During an operation, the pulse is counted on a the beeping machine in the background. 1 2 3 4. Normal is 60-80. A million things can change the pulse. My heart quickens when she walks by, for instance. During an operation, no matter what else is going on, the rhythm, the rate have to be simply going one beat after another. I hear it as if it is my own. Ten things can be happening but if the rhythm changes I am looking up at the anesthesiologist at the same time she is looking at me. We might speak or we might not. She is assuring me or she is telling me to stop, change, wait, let her “catch up”.
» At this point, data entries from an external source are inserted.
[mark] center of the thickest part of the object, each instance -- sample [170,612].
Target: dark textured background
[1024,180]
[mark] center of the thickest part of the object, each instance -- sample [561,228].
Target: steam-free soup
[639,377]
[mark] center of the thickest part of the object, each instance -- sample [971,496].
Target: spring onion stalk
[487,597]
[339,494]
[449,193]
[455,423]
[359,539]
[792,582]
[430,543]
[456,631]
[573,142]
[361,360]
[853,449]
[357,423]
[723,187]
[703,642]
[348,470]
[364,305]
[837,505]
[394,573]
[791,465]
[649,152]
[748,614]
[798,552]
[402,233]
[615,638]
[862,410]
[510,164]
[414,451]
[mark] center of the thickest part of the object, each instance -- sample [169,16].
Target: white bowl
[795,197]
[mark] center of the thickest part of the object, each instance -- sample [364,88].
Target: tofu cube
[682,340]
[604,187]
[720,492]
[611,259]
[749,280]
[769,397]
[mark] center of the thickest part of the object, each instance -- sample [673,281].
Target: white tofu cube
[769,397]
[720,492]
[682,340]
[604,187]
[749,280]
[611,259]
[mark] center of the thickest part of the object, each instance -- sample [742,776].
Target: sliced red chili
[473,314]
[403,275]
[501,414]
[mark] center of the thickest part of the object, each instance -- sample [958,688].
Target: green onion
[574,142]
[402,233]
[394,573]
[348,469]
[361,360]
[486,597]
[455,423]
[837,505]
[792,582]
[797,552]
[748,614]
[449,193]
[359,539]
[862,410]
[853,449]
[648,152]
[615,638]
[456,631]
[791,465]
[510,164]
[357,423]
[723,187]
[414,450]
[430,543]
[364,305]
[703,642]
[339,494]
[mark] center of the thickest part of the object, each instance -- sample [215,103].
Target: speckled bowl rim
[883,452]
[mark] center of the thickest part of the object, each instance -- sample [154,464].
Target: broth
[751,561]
If you have a kid, you know what this kind of vigilance is. Nothing rouses you for years before that kid comes. Then, in a weird linguistic twist, nothing at all is rousing you–the slightest whimper. Nothing becomes everything, in the span of a heart beat. Doing surgery is like that. We become present and aware in the presence of unprotected need: babies, adults under anesthesia and under a knife. Any little change matters.
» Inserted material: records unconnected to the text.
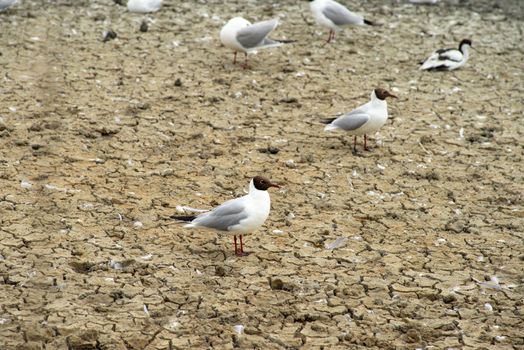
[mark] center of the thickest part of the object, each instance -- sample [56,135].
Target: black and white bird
[237,216]
[331,14]
[448,59]
[240,35]
[365,119]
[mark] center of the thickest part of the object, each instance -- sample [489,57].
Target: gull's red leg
[329,37]
[241,245]
[245,66]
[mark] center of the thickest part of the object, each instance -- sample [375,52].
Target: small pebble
[109,35]
[144,27]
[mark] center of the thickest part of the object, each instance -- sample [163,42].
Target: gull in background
[5,4]
[237,216]
[448,59]
[240,35]
[144,6]
[365,119]
[333,15]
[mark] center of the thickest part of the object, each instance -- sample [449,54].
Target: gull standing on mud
[448,59]
[238,216]
[240,35]
[365,119]
[144,6]
[333,15]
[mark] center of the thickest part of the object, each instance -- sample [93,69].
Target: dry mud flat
[99,142]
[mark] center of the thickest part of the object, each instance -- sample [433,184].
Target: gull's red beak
[391,95]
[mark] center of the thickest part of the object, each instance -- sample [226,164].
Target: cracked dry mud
[100,141]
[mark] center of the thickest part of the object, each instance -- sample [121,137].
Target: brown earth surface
[101,141]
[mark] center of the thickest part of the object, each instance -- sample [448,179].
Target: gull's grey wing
[224,216]
[351,121]
[250,37]
[450,54]
[340,15]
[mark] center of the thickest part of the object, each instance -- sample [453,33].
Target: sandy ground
[99,142]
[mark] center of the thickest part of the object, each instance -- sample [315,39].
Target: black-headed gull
[333,15]
[365,119]
[238,216]
[144,6]
[5,4]
[239,34]
[448,59]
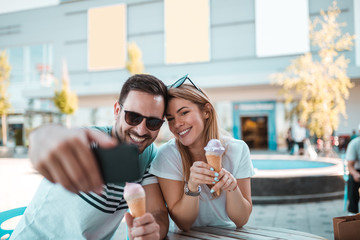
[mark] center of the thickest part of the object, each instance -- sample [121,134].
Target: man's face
[142,103]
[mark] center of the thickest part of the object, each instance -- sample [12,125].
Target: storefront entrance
[254,122]
[254,131]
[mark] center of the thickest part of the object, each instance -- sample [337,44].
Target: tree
[134,64]
[5,105]
[65,99]
[315,87]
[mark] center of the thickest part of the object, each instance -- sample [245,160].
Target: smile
[137,139]
[184,132]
I wonder when I will become this awake to my own pulse, my own needs. When will the turning of my heart a little make me drop whatever I am doing and pay extra special attention? Many people wait until the pump stops altogether and then starts again by some miracle or other and then he or she remembers, or learns that this thing, this heart, this moment, this one here, is not exactly on auto pilot.
I feel my heart racing, roaming, looking for itself in the midst of the chaos of the squeeze of my life. I am looking up from my task, from this operation, from what I thought was my job, important, the dishes maybe. I feel my son on my chest, he is waving now when I wave to him, I am turning and looking and he is looking back, assuring me or telling me to stop, change wait, let him catch up…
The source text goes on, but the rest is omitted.